The average award for employees rated “outstanding” on their performance evaluation was $11,944 in fiscal 2015 – an increase of $226 for the same group in fiscal 2014. Those rated “exceeds expectations” and “fully successful” received $9,074 and $8,348 on average in fiscal 2015 bonus money, respectively. The fiscal 2015 report included data on 6,378 career senior executives compared to 6,267 career senior executives in fiscal 2014.
Here are the top five most generous agencies when it came to individual performance awards for career senior executives in fiscal 2015. We’ve defined “most generous” as those agencies that provided the biggest average bonuses (all were more than the average individual award of $10,742 governmentwide).

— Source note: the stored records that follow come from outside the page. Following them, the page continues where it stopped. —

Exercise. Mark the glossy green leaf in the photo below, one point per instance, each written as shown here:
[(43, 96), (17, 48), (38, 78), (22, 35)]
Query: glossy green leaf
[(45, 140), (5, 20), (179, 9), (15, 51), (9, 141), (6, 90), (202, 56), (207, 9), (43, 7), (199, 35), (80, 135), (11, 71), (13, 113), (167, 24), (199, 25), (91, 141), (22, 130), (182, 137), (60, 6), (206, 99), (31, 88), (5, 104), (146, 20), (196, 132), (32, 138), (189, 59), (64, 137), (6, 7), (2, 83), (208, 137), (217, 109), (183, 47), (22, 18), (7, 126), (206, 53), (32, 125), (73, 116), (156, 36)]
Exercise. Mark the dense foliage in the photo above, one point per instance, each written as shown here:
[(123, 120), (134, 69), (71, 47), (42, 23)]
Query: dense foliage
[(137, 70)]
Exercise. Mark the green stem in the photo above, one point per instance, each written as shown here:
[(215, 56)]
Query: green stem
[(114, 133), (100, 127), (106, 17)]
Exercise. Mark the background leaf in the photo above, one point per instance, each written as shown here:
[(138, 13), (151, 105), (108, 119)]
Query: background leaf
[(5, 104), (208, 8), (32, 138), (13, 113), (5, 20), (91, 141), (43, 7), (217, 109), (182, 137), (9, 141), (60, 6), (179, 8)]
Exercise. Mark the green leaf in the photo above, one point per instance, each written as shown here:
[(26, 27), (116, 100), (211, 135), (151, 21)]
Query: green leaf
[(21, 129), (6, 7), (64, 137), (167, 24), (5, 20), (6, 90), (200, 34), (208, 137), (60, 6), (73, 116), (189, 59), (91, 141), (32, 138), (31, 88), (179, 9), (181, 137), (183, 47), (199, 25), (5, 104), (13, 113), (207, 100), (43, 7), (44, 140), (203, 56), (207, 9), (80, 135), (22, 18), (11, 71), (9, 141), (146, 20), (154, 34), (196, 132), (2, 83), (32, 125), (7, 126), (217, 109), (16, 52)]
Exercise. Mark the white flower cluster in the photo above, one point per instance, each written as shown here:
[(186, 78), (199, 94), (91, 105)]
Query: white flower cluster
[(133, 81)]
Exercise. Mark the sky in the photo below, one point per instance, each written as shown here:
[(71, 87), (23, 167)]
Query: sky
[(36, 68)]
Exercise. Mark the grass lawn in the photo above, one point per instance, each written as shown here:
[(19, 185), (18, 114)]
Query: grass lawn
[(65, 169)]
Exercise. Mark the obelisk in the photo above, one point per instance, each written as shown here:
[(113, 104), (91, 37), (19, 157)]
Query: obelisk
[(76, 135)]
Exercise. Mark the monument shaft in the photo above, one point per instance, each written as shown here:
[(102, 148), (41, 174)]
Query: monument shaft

Again, these are averages; some senior executives might have received more money, and others less than the amount listed in parentheses.
- Justice Department ($14,748)
- Treasury ($13,123)
- U.S. Agency for International Development ($12,266)
- Education ($12,120)
- Commerce ($11,901)
It’s worth noting that Justice, Education and Commerce also made the top five in fiscal 2014.
The agencies that doled out the smallest individual SES performance (less than $10,742) awards in fiscal 2015 were:
- General Services Administration ($8,823)
- Transportation Department ($9,030)
- Nuclear Regulatory Commission ($9,316)
- Homeland Security ($9,951)
- State ($9,970)
GSA, Transportation, and the NRC also made the bottom five in fiscal 2014.